Normal facial morphogenesis involves the precise spatiotemporal choreography of independent facial prominences that must grow, contact each other, and fuse to form a functional upper jaw. We previously identified in reptiles, birds, and mammals (amniotes) a significant shift in the trajectory of facial growth at the time of primary palatal prominence fusion that is associated with reduced variance in shape across species. We speculated that this period is associated with developmental constraints derived from a shared embryonic bauplan, while reduced variance represents selection to minimize the likelihood of palatal clefts. We further hypothesized that these constraints operate within species and so should observe a similar pattern not only across but within species. In addition, because facial growth occurs in the context of underlying brain growth, we hypothesized that it is a significant co‐factor in establishing this pattern. To begin to test these ideas we collected a sample of iodine‐contrast chicken (Gallus gallus) embryos (N=200) spanning the period of facial prominence formation, fusion, and outgrowth (HH16‐30), imaged them using micro‐computed tomography, and used three‐dimensional geometric morphometrics and principal components analysis (PCA) constructed a “developmental morphospace”. Our results confirm that chickens undergo a U‐shaped shift in developmental trajectory and reduced shape variance at the time of primary palatal fusion, that this occurs in both the face and brain, and it is highly coordinated (partial least squares (PLS) analysis: RV=0.995, P<0.0001).
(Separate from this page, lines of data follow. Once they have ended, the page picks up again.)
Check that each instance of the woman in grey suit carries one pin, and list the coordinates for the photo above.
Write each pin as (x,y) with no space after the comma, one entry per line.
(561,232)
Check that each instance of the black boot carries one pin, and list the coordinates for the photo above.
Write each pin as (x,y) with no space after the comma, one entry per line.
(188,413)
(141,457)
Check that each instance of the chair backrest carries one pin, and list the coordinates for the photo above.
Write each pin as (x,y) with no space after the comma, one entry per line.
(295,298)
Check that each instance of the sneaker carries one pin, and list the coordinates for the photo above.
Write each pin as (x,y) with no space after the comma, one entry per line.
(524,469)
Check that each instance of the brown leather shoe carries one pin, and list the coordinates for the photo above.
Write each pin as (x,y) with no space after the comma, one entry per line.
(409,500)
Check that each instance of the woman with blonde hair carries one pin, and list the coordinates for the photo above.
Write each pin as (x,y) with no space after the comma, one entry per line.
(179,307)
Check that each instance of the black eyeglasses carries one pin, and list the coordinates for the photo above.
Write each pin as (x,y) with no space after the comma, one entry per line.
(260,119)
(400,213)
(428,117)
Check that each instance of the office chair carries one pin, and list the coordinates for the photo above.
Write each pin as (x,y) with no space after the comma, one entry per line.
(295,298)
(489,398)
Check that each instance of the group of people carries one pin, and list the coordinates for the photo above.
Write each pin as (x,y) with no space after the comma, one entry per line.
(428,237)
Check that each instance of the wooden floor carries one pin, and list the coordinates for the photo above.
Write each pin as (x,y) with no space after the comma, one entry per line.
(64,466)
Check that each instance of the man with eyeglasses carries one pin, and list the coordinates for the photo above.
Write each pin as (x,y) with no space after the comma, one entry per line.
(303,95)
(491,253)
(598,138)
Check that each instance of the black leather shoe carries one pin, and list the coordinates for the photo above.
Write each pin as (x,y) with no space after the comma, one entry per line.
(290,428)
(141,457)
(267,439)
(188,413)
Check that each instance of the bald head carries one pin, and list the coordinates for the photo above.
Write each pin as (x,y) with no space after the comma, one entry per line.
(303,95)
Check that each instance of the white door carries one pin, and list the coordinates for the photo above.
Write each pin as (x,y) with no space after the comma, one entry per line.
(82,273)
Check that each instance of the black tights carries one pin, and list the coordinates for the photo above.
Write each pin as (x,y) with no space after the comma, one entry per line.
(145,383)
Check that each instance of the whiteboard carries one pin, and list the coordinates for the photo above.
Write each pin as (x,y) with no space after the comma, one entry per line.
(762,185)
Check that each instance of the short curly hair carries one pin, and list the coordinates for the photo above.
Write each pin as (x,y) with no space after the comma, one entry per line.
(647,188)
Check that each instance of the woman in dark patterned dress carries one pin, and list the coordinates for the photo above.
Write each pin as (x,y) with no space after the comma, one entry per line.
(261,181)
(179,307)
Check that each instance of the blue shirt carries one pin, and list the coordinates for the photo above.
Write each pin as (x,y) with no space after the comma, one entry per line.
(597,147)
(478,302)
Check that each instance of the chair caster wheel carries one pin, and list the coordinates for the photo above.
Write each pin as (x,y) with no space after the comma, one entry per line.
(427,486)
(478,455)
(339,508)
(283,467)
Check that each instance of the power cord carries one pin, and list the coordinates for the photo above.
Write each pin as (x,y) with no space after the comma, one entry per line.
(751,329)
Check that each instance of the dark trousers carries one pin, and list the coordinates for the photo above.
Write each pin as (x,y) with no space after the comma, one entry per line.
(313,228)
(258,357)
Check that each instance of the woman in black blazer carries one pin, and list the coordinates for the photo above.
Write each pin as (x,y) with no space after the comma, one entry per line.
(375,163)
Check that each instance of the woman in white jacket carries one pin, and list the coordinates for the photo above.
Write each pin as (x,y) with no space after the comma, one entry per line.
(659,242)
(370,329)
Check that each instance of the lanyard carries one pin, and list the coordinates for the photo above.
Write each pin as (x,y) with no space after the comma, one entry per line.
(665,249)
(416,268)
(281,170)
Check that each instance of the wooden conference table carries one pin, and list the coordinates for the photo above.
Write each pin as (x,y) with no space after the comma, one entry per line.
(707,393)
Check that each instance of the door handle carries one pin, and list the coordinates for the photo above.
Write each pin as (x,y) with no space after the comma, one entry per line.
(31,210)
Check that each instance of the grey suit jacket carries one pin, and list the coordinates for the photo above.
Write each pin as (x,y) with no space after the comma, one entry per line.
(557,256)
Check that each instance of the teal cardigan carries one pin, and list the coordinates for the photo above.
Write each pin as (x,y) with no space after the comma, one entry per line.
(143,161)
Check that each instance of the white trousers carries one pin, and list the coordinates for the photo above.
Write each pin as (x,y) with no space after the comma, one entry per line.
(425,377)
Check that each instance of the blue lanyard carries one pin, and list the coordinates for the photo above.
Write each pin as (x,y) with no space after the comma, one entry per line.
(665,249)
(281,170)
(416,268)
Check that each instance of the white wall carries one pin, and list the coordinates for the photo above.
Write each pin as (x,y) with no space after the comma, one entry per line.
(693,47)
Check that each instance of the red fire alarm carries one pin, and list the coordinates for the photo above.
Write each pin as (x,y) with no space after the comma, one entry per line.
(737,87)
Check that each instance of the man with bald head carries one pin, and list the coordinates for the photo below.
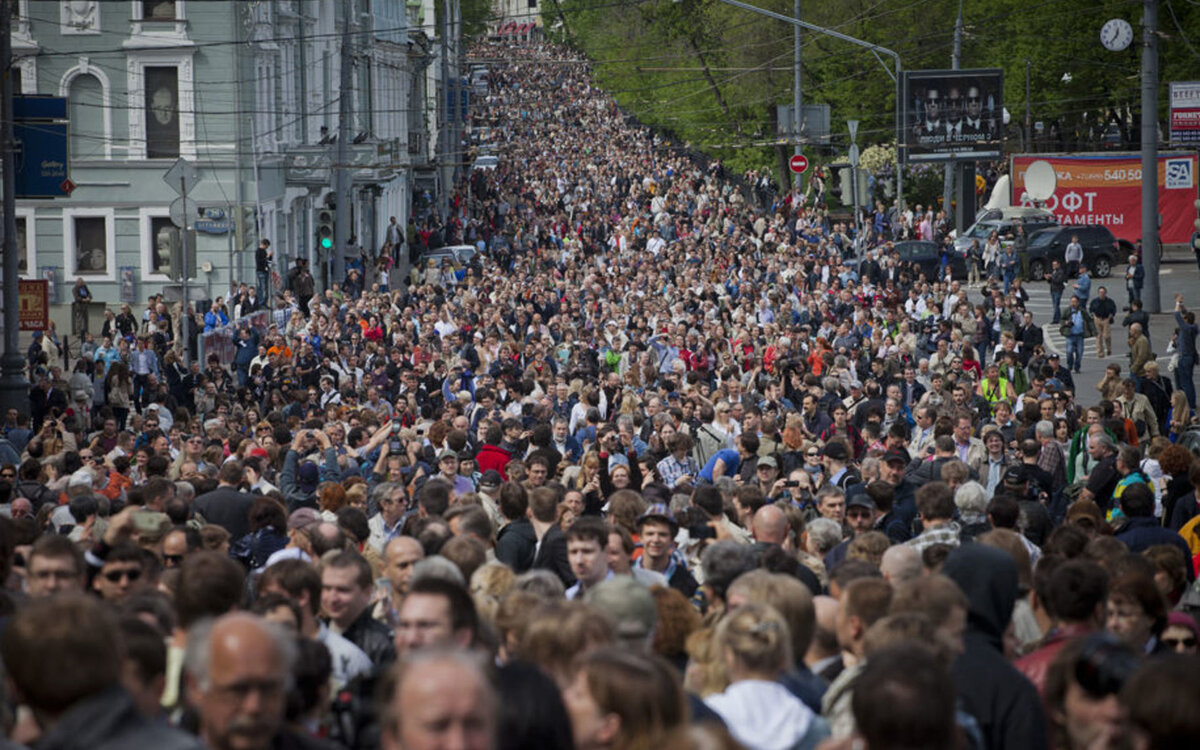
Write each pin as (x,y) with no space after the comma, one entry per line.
(825,655)
(239,670)
(769,526)
(399,558)
(441,699)
(900,563)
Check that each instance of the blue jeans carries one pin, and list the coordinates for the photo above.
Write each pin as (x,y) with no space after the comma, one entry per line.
(1075,352)
(1185,375)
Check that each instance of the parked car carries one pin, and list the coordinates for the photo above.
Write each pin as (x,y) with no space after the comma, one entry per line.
(1101,249)
(928,257)
(457,255)
(1005,227)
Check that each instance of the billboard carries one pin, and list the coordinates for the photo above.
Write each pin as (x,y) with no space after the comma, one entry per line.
(953,114)
(1186,113)
(1107,190)
(33,305)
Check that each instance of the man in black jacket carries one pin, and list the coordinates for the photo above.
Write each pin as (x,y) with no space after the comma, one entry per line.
(64,657)
(346,587)
(1003,702)
(551,550)
(227,505)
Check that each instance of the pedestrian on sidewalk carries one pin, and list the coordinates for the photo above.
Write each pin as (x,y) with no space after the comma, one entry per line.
(1103,310)
(1135,277)
(1185,369)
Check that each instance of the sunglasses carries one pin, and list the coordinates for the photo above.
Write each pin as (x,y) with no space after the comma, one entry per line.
(114,576)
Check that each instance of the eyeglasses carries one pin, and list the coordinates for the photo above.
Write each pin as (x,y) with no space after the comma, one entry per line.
(132,574)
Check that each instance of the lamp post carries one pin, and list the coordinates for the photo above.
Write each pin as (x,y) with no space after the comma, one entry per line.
(874,48)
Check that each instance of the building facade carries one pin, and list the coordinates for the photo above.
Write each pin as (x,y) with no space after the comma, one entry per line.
(246,91)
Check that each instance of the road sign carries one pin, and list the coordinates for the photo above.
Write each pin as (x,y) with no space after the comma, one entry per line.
(183,175)
(41,156)
(33,304)
(179,211)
Specifically, after contact and fusion the relative the frontonasal and maxillary growth rates (i.e., allometry) switch, as does the relative growth of the forebrain and eyes. Future analyses will focus on identifying key regulators of this switch in growth profile and whether a similar pattern occur in other species (mouse, human). Ultimately, this developmental morphospace approach may provide a generalized model for predicting how perturbations to facial prominence shape variability, growth trajectory, and brain size can combine to impact a range of contact and fusion events, both normal and abnormal.